The doubts as to the philological position of the Miriam are by no means diminished by reference to the nearest unequivocally Papuan vocabulary, namely that of Redscar Bay. Here the difference exceeds rather than falls short of our expectations. The most important of the few words which coincide are:
COLUMN 1: ENGLISH.
COLUMN 2: REDSCAR BAY.
COLUMN 3: ERROOB.
Head : quara : kerem.
Mouth : mao : mit = lips.
Testicles : abu : eba = penis.
Shoulder : paga : pagas = upper arm.
On the other hand, the Redscar Bay word for throat, kato, coincides with the Australian karta of the Gudang of Cape York. Again, a complication is introduced by the word buni-mata = eyebrow. Here mata = eye, and, consequently, buni = brow. This root re-appears in the Erroob; but there it means the eyeball, as shown by the following words from Jukes' Vocabulary:
Eye : irkeep
Eyebrow : irkeep-moos = eye-hair.
Eyeball : poni.
Eyelid : poni-pow = eyeball-hair.
Probably the truer meaning of the Redscar Bay word is eyeball.

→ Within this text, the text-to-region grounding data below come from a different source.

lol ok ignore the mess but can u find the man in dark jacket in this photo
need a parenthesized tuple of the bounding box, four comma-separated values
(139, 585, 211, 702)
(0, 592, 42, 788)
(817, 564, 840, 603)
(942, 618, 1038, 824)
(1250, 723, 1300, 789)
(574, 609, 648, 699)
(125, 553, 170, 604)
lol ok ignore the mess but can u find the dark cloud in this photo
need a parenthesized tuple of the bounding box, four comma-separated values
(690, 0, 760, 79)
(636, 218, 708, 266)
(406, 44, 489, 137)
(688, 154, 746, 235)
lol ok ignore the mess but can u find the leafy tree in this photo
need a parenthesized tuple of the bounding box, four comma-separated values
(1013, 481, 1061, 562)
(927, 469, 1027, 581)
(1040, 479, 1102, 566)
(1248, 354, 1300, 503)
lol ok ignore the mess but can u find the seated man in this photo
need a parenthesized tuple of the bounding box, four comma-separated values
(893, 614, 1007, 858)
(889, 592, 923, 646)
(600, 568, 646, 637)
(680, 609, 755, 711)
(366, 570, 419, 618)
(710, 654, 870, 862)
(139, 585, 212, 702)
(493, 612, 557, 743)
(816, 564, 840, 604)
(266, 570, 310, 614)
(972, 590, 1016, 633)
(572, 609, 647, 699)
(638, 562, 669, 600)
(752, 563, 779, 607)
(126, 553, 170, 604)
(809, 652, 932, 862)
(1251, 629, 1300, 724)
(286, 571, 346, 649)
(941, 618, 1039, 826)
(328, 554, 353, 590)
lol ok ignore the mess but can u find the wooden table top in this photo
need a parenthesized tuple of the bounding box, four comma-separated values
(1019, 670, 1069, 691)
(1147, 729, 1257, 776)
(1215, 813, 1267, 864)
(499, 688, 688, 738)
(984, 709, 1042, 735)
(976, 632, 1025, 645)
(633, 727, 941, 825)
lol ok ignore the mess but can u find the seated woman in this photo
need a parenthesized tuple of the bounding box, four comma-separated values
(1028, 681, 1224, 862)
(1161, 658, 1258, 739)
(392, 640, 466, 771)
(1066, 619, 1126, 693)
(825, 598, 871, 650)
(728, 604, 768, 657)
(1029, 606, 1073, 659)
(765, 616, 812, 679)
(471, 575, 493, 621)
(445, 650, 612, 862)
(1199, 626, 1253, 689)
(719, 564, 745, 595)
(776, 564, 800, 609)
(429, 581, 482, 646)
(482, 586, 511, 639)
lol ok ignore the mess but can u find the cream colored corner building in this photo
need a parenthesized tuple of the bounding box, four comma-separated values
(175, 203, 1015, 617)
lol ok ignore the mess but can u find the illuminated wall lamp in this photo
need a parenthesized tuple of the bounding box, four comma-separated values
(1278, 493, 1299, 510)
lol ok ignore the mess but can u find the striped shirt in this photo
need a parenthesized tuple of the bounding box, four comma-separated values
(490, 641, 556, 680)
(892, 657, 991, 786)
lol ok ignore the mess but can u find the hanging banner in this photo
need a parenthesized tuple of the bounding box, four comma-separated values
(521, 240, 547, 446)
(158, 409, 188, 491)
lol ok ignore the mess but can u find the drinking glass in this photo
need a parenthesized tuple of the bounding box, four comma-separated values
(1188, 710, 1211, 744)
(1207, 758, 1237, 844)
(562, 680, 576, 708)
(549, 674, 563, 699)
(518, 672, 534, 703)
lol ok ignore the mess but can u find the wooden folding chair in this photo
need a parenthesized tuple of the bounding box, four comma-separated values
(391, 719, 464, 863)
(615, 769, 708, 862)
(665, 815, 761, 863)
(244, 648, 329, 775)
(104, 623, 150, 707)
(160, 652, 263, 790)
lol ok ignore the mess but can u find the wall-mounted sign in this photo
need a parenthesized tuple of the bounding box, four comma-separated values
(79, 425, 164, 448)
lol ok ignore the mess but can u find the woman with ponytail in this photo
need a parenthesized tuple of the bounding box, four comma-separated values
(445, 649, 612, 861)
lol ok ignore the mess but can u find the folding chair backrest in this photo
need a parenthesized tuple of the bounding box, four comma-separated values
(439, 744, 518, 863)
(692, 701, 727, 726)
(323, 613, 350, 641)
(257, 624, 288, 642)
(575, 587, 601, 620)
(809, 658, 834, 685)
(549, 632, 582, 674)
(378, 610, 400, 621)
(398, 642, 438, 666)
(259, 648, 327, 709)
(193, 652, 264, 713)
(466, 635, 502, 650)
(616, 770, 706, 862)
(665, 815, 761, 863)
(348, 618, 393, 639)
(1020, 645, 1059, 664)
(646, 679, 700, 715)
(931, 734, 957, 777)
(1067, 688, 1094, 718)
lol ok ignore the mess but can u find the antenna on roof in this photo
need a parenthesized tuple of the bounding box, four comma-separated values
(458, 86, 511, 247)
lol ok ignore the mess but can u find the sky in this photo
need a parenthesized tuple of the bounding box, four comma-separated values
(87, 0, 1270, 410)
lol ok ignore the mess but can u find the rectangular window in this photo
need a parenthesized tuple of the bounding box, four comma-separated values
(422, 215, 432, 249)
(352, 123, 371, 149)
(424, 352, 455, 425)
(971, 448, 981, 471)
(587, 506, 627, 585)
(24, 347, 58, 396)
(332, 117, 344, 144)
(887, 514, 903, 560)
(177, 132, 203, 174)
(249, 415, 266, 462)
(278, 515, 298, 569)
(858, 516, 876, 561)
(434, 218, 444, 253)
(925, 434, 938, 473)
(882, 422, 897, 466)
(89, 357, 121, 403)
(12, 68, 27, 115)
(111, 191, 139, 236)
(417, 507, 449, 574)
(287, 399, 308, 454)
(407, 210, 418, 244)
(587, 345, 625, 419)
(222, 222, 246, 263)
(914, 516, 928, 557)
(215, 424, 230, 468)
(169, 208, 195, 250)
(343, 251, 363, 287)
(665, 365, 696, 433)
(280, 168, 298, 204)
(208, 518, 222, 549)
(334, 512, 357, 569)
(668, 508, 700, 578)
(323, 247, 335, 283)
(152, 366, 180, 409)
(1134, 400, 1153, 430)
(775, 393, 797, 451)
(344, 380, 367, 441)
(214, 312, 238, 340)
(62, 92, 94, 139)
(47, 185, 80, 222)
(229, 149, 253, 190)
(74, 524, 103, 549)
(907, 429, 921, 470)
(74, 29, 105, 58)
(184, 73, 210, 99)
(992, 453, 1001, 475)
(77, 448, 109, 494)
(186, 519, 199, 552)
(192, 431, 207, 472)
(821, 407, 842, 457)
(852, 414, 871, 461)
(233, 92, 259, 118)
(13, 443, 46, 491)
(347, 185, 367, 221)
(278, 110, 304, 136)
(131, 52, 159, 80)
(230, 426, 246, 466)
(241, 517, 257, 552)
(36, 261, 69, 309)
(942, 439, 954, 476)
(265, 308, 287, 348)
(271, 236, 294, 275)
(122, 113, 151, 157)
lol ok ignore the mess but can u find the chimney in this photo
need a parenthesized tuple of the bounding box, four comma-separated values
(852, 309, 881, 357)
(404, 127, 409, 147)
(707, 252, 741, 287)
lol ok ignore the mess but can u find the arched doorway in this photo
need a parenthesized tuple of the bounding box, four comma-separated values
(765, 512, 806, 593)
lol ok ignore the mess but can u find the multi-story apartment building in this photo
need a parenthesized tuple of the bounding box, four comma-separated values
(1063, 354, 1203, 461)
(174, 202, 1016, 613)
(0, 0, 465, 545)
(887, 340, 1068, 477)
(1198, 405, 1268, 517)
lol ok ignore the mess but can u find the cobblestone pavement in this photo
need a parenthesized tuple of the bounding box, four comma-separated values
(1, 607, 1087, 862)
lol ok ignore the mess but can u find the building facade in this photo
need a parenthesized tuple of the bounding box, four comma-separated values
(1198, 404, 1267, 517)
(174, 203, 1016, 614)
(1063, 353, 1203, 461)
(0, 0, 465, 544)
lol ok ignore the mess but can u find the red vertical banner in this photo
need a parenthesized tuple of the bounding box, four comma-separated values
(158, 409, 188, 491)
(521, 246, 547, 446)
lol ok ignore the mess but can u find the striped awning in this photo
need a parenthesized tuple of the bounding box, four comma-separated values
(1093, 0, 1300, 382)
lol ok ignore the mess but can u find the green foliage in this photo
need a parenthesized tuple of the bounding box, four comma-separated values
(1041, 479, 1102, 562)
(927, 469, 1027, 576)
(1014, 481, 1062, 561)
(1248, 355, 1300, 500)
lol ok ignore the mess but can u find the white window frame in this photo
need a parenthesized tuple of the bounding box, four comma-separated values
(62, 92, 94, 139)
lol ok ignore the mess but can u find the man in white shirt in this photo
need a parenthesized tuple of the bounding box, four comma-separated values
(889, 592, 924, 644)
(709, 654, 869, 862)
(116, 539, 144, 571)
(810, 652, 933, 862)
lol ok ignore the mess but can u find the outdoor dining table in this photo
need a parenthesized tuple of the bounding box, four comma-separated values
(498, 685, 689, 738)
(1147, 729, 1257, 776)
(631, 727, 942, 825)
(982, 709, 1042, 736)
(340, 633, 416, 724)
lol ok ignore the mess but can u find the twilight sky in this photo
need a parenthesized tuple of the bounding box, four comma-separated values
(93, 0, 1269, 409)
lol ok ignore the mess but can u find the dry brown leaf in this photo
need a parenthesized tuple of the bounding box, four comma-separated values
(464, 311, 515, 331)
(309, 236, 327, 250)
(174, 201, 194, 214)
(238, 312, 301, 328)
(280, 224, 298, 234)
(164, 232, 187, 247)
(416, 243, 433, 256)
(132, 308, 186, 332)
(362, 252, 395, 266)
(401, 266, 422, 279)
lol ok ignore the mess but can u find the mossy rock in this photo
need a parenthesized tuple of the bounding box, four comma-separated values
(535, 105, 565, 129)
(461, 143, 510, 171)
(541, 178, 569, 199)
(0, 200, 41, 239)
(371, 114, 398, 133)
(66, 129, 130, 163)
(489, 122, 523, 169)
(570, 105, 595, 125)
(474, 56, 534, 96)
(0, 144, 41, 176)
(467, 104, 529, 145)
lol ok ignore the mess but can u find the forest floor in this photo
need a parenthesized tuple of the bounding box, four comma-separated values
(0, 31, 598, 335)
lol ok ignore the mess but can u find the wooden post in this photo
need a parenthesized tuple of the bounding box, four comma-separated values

No inference is safer than that which brings the population of the Louisiade Archipelago, so far, at least, as it is represented by the Vocabularies of Brierly Island and Duchateau Island, from the eastern coast of New Guinea. What points beyond were peopled from Louisiade is another question.
For the islands between New Ireland and New Caledonia our data are lamentably scanty; the list consisting of:
1. A short vocabulary from the Solomon Isles.
2. Short ones from Mallicollo.
3. The same from Tanna.
4. Shorter ones still from Erromanga and
5. Annatom.
6. Cook's New Caledonian Vocabulary.
7. La Billardiere's ditto.
The collation of these with the Louisiade has led me to a fact which I little expected. As far as the very scanty data go, they supply the closest resemblance to the Louisiade dialects, from the two New Caledonian vocabularies. Now New Caledonia was noticed in the Appendix to the Voyage of the Fly (volume 2 page 318) as apparently having closer philological affinities with Van Diemen's Land, than that country had with Australia; an apparent fact which induced me to write as follows: "A proposition concerning the Tasmanian language exhibits an impression, rather than a deliberate opinion. Should it, however, be confirmed by future researches, it will at once explain the points of physical contrast between the Tasmanian tribes and those of Australia that have so often been insisted on. It is this--that the affinities of language between the Tasmanian and the New Caledonian are stronger than those between the Australian and Tasmanian. This indicates that the stream of population for Van Diemen's Land ran ROUND Australia, rather than across it." Be this as it may, the remark, with our present scanty matcrials, is, at best, but a suggestion--a suggestion, however, which would account for the physical appearance of the Tasmanian being more New Caledonian than Australian.